Rising Wages Requires Rising Productivity Too
Source: Business Central
Today’s announcement by the Labour-led coalition government that the minimum wage will rise to $17.70 per hour on 1
April next year provides businesses and employers with certainty, according to the Wellington Chamber of Commerce.
"Labour’s coalition agreement with NZ First set a goal of a $20 per hour minimum wage, so Minister Lees-Galloway’s
announcement today helps employers by laying out the steps towards that goal," says Chief Executive John Milford.
"Pay rises for low-paid workers is welcome news. But for employers, any cost increase needs to be managed.
"Research shows that any minimum wage increase has a cascading effect on workers paid above the minimum wage too. This
particularly hits SMEs who are unable to pass on or manage their costs easily.
"We urge the Government to accelerate productivity-enhancing policies such as investing in strategically important
transport networks, freeing up labour supplies to desperate primary industry employers, and raising the quality of
tertiary education graduates.
"MBIE’s minimum wage review estimates the employment restraint impact from today’s announcement at 8,000. But Kiwis have
already started to see an impact from the significant minimum wage hikes foreshadowed.
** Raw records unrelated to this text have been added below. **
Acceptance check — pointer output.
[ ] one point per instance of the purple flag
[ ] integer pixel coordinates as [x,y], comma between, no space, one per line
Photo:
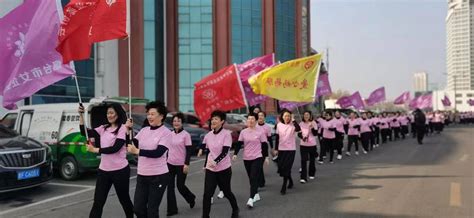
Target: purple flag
[404,97]
[470,102]
[376,96]
[29,61]
[291,105]
[354,100]
[446,102]
[324,88]
[422,102]
[250,68]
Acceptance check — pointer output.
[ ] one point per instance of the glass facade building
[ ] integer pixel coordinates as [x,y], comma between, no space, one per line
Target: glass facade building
[195,51]
[285,29]
[246,30]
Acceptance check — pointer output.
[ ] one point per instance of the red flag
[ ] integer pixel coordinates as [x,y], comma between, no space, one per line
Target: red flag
[74,30]
[221,90]
[109,21]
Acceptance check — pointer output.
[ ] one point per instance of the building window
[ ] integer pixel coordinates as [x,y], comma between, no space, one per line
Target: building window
[285,29]
[246,30]
[194,47]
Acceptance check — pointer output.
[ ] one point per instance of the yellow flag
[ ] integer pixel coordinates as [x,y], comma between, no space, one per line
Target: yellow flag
[294,80]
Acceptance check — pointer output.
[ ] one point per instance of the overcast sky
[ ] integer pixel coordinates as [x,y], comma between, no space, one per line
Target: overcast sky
[381,42]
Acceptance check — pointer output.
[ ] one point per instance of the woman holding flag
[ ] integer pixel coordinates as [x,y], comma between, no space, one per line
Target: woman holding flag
[285,147]
[113,168]
[308,150]
[255,152]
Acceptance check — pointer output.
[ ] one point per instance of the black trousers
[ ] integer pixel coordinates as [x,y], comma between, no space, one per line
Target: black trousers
[352,140]
[211,181]
[339,142]
[404,130]
[365,139]
[372,140]
[420,133]
[308,153]
[327,145]
[253,168]
[148,194]
[176,174]
[121,181]
[396,132]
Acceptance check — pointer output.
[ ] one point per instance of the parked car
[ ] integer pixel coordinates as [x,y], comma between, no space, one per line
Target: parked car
[24,162]
[57,125]
[197,134]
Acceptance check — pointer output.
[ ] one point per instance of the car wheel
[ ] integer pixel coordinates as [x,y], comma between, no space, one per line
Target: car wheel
[69,169]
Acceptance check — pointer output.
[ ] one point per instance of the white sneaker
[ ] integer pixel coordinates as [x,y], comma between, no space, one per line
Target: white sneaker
[220,195]
[256,197]
[250,203]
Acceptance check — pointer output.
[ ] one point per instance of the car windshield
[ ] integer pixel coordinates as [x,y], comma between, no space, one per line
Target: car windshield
[6,132]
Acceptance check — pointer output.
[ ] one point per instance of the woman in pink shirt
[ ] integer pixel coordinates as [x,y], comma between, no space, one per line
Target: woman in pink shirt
[179,155]
[308,150]
[151,145]
[255,151]
[365,132]
[113,168]
[285,147]
[339,143]
[353,133]
[217,144]
[328,131]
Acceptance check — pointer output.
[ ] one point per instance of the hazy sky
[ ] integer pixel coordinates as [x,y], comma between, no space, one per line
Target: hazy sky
[381,42]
"The past four quarters added 6,000 new jobs per month on average, a marked slowdown from the preceding two years when
over 10,000 new jobs were added per month on average, despite the currently hot labour market.
"The Government should also re-examine the tax impact on workers. The Minister proudly claimed today’s announcement will
mean, ‘an extra $48 a week before tax - enough to make a real difference for working people,’ but unfortunately this $48
is quickly whittled down by tax and abatements.
"Today’s announcement needs to be supported by Government action on productivity and tax reform too."